Algunas críticas van más allá, hasta afirmar que la escalada punitiva que estamos viviendo en los delitos sexuales contra menores de edad (no sólo en la pornografía infantil) es una forma moderna de caza de brujas. En este caso el elemento sacro sería la imagen de la infancia como expresión de nuestro anhelo de inocencia y pureza y la “víctima” del exorcismo sería un nuevo ser corrupto y repudiado, el pedófilo, contra el que la sociedad puede canalizar sus miedos y odio con buena conciencia. Políticas como las adoptadas en EE.UU. contra pedófilos y “depredadores sexuales” ofrecen buenos argumentos en este sentido. Esta crítica puede resultar atractiva intelectualmente, pero tiene el peligro de alimentar un defecto social que ha costado mucho superar: la invisibilidad de los niños como víctimas y como personas que sufren.

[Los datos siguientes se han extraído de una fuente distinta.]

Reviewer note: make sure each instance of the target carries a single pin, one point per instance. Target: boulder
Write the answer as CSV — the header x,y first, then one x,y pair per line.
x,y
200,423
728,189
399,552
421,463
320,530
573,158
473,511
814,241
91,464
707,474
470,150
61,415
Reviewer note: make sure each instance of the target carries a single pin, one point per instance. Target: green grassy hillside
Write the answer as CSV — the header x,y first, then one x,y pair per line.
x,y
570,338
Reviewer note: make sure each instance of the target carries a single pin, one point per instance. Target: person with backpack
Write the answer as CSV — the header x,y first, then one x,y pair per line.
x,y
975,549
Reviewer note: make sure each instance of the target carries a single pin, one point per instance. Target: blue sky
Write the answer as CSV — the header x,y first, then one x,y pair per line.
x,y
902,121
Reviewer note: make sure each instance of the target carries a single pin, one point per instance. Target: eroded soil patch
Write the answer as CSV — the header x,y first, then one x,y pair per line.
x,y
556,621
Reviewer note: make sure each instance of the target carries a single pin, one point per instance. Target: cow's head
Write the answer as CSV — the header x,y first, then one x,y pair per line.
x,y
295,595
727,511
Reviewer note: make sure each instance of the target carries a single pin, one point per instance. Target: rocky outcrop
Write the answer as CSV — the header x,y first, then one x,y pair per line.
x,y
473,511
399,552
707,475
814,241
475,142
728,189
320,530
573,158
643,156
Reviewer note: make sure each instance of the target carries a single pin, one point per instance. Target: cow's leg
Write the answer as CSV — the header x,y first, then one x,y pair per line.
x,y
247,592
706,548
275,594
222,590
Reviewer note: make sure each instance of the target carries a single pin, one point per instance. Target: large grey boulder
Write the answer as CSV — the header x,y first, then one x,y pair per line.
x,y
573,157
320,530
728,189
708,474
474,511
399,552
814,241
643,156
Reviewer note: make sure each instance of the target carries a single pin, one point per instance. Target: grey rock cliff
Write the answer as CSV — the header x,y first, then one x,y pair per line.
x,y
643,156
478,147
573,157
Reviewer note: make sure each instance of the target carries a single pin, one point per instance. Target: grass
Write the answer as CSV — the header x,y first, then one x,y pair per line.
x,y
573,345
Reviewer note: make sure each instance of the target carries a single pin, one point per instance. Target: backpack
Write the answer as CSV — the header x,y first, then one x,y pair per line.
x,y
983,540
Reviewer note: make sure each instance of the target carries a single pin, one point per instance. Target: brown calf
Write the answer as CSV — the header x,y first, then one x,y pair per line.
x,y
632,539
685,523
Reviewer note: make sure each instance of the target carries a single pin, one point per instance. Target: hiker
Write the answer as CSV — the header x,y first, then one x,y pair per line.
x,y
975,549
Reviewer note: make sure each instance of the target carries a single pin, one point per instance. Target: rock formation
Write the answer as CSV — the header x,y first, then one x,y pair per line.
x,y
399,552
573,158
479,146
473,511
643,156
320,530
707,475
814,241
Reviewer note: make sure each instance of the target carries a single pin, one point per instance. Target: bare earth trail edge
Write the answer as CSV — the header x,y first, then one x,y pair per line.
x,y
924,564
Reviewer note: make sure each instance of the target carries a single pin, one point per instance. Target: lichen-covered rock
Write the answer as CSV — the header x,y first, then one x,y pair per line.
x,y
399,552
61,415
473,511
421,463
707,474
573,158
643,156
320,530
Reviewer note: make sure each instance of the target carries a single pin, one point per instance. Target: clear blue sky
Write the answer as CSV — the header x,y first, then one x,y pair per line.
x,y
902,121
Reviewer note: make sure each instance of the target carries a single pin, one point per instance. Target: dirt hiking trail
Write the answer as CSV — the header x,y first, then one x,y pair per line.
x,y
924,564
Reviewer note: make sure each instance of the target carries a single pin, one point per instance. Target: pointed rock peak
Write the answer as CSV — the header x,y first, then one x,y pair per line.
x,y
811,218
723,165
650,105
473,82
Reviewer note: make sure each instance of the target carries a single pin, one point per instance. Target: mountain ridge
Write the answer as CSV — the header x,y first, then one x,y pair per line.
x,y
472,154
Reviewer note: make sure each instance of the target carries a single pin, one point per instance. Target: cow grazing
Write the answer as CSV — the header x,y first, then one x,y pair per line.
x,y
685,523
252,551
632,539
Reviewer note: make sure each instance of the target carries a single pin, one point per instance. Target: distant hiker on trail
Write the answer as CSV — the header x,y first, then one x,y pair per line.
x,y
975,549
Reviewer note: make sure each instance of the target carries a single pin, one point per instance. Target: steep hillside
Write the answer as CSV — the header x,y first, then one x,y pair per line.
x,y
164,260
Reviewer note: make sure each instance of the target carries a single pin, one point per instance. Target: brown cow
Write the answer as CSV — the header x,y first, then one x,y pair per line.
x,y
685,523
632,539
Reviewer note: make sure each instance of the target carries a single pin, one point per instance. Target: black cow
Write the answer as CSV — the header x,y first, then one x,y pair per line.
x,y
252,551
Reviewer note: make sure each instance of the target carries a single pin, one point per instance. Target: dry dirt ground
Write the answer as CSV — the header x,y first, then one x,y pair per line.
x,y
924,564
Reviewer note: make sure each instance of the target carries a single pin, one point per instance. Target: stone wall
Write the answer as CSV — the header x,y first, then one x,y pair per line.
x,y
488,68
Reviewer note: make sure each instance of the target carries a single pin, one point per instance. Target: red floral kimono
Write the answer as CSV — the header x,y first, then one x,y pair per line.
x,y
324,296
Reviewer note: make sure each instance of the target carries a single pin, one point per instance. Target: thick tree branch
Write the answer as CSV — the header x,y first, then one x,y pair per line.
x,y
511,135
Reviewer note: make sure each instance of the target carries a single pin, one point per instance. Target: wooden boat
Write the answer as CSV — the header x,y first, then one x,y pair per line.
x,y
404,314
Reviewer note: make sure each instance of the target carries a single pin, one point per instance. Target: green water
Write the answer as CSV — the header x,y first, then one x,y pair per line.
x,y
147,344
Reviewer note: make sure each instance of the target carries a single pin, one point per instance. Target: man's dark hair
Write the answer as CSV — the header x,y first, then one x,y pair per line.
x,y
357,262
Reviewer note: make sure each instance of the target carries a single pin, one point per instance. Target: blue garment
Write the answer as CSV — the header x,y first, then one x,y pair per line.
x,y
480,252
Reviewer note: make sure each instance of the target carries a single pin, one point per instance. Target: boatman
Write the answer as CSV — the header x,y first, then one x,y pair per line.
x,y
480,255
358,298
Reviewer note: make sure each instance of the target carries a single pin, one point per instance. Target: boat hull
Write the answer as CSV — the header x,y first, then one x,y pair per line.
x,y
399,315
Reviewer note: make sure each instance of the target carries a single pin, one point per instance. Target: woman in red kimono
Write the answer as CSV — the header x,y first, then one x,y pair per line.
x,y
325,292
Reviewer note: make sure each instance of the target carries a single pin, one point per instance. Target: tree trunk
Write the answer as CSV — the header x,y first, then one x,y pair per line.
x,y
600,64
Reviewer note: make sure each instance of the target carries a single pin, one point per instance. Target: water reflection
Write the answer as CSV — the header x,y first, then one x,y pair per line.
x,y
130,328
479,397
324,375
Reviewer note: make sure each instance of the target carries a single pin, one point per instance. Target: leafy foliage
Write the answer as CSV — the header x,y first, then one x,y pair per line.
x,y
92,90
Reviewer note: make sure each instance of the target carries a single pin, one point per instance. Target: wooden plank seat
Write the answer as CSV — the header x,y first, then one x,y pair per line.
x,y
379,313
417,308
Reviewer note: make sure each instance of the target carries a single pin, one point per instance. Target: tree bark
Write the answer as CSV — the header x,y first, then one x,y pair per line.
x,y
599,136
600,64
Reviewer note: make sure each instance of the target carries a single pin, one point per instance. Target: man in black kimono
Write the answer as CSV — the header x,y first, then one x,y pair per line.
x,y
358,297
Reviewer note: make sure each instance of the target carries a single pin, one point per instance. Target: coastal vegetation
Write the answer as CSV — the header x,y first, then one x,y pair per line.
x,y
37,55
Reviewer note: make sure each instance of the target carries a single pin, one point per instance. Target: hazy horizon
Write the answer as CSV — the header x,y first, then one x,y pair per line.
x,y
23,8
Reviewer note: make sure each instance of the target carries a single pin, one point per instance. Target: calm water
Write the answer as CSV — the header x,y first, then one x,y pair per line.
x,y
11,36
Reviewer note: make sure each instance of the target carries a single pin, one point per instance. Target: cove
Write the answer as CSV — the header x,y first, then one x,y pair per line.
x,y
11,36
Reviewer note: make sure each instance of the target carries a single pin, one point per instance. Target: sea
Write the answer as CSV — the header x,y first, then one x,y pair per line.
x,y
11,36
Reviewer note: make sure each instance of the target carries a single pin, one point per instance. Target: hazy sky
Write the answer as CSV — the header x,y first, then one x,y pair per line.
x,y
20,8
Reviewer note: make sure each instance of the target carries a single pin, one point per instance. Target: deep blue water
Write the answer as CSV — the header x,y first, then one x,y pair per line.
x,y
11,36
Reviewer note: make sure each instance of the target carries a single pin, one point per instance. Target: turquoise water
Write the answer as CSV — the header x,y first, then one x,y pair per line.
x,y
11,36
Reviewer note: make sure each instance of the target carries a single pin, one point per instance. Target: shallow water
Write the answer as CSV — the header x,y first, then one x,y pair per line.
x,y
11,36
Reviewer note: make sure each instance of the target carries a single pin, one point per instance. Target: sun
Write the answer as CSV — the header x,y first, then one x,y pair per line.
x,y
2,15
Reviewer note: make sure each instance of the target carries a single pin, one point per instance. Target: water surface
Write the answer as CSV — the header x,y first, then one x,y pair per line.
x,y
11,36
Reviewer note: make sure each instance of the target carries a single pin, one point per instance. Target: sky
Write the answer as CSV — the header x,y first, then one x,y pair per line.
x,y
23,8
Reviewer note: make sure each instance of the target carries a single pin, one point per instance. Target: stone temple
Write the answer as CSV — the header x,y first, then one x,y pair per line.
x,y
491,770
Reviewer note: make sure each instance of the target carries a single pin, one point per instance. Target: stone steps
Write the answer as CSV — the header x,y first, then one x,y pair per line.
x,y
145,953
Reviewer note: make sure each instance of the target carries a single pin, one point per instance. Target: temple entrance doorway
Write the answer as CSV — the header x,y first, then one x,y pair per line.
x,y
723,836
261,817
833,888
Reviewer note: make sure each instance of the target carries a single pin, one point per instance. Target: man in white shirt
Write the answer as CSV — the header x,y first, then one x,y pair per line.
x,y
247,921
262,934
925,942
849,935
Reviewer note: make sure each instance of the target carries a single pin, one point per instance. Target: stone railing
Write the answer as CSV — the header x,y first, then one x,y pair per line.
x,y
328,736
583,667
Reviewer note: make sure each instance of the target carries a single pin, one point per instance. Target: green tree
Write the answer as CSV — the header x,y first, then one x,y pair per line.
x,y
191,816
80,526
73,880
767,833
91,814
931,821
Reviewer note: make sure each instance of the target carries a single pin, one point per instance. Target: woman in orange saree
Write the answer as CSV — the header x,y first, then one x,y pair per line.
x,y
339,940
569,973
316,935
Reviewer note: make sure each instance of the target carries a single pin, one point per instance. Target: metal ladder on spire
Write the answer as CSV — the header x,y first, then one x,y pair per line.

La crítica se tiene que reorientar asumiendo la necesidad de tomarse seriamente la victimización sexual infantil, dirigiendo la atención hacia las víctimas reales y sus necesidades reales. En esta línea, algunos expertos han denunciado que la excesiva estigmatización de los abusadores sexuales de menores puede resultar perjudicial para los menores víctimas; no solo porque dirigiendo las energías y recursos sociales a la respuesta contra el perpetrador se deje de lado la atención a las víctimas, sino también porque, en muchos de estos delitos, se dificulta que el abusador confiese los hechos y se disponga a asumir su responsabilidad y a tratar su problema. Las necesidades reales de las víctimas, en especial de los menores, no son esencialmente punitivas. Necesitan ser creídas y reconocidas, reconstruir su entorno de confianza y de apoyo, no ser más victimizadas por parte del sistema de justicia y un buen acompañamiento profesional para poder superar su experiencia. Y es sobre estas necesidades que se pueden definir unos derechos que el sistema de justicia convencional difícilmente puede satisfacer. Por eso, sin renunciar a la persecución y al castigo del delincuente cuando ello sea justo y necesario, la prioridad debe ser potenciar formas de justicia más sensibles hacia los niños y mejorar los recursos para ofrecer asistencia a las víctimas menores de edad, que son uno de los colectivos sociales con más riesgo de victimización y más vulnerables a sus efectos.

Josep M. Tamarit Sumalla, catedrático de Derecho Penal de la Universitat Oberta de Catalunya y de la Universidad de Lleida.